I write this post from my mother's bedside. She is in a nursing home run by the nuns of Our Lady of Perpetual Help, a nursing order in the Dominican tradition. They are called to tend to those dying from cancer.
Florence Nightingale believed she was called to the sick and dying. But in her day, nursing was relegated to prostitutes and substance abusers. For Florence, she saw the dignity of God in each suffering soul she ministered to. Today's hospitals owe much to the reforms Florence initiated.

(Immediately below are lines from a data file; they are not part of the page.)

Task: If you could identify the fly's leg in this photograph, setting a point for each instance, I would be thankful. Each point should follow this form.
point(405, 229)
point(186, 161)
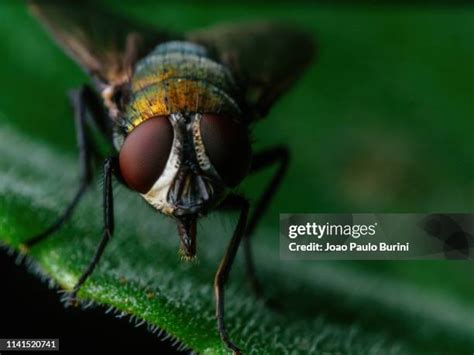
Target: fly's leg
point(108, 207)
point(86, 106)
point(280, 156)
point(225, 266)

But what I often see missing in our Christan life is the celebration of acts of mercy to the sick and suffering. What the nuns are teaching me, and what Jesus has taught already, is how serving the poor allows Christ to serve us through them. Florence saw nursing as a noble profession in a day when women who lived on and off the street were demanded to care for those deemed untouchable by disease and accident. Today we now have men in nursing and expect a professionalism once reserved for doctors. But what can't be reserved is mercy. The God we worship is a merciful God. Let us be merciful to all who suffer in our day!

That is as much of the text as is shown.